SUMATERA UTARA, Rabu (17/7) suaraindonesia-news.com – Operasi Patuh Toba 2024 yang dilaksanakan oleh Polda Sumut menunjukkan hasil positif pada hari kedua operasi. Penegakan disiplin berlalu lintas ini bertujuan untuk mewujudkan keamanan, keselamatan, dan ketertiban lalu lintas.
Kabid Humas Polda Sumut Kombes Pol Hadi Wahyudi menjelaskan bahwa penindakan hukum terhadap pelanggaran lalu lintas dilakukan untuk mengurangi potensi kecelakaan lalu lintas. Sebanyak 40 kasus pelanggaran telah ditindak melalui ETLE (Electronic Traffic Law Enforcement).
“Data hari ke-2, 1.036 pelanggar ditilang manual oleh petugas di lapangan. Polisi juga memberikan 936 teguran,” tegas Hadi.

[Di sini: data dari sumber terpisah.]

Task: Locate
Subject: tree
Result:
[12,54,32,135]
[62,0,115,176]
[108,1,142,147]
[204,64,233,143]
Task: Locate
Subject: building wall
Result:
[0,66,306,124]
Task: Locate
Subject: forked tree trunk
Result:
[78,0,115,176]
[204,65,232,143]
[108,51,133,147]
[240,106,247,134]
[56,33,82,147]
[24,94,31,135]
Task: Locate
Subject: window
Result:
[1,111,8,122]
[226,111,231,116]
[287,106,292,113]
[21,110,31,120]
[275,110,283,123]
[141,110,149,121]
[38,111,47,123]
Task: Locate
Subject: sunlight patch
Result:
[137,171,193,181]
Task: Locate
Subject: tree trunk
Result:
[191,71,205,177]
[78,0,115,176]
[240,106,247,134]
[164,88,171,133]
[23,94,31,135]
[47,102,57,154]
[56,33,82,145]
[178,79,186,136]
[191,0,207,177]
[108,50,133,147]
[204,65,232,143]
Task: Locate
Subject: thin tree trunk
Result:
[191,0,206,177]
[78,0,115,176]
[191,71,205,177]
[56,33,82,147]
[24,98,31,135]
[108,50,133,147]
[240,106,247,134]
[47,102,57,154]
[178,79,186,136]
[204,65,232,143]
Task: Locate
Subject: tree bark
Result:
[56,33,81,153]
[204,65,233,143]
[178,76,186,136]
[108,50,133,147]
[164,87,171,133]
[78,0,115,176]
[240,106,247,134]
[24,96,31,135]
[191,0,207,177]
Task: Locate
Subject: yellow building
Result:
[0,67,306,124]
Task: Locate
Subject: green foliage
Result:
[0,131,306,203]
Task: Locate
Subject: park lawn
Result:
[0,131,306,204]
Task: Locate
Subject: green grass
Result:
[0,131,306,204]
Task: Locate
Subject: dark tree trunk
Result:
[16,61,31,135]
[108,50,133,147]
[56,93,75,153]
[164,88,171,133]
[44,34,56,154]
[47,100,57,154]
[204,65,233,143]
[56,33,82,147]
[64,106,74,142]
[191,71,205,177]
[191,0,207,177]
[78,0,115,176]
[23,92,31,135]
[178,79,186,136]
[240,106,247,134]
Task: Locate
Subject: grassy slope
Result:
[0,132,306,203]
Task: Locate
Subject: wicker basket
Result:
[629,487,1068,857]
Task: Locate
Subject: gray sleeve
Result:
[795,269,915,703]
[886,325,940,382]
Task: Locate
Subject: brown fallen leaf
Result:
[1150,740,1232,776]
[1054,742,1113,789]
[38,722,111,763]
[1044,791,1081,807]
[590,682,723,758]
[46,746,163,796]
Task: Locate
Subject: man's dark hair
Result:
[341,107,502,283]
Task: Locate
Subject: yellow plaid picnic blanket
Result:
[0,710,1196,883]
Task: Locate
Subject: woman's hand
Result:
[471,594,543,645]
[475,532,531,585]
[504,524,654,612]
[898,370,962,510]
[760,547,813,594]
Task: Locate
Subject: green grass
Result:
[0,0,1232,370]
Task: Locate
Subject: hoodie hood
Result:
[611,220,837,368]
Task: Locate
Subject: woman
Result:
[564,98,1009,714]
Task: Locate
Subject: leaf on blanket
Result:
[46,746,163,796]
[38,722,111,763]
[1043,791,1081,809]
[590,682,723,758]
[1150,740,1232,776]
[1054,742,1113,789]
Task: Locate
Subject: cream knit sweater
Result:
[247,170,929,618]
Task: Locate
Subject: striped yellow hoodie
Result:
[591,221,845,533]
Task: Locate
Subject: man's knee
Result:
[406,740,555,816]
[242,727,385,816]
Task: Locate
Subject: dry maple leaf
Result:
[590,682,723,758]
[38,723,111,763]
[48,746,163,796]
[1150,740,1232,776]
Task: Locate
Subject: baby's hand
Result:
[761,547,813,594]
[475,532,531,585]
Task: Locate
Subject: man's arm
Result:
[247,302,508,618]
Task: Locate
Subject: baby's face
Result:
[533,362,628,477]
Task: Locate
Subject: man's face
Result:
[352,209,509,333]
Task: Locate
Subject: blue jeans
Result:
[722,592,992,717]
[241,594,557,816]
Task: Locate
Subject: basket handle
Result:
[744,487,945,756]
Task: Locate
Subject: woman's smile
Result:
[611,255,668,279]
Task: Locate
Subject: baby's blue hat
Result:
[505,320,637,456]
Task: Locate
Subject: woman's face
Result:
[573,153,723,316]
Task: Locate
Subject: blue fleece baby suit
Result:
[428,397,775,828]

Hadi juga menyampaikan bahwa dalam operasi ini, tidak hanya penegakan hukum yang ditekankan tetapi juga kampanye keselamatan yang diintensifkan melalui berbagai media. Tercatat 105 kali kampanye di media cetak, 193 kali di media elektronik, serta melalui media sosial dan spanduk yang tersebar di berbagai titik strategis.
Baca Juga: Ali Yusuf Siregar Silaturrahmi ke MUI Deli Serdang
Mantan Kapolres Biak Papua ini juga melaporkan bahwa terdapat 8 kejadian laka lantas dengan korban meninggal dunia 1 orang, 3 orang luka berat, dan 6 orang luka ringan.
“Polisi akan terus menjaga sendi kehidupan masyarakat. Kesadaran dan kepatuhan berlalu lintas menjadi penting agar Sumut siap menyongsong PON XXI 2024,” pungkasnya.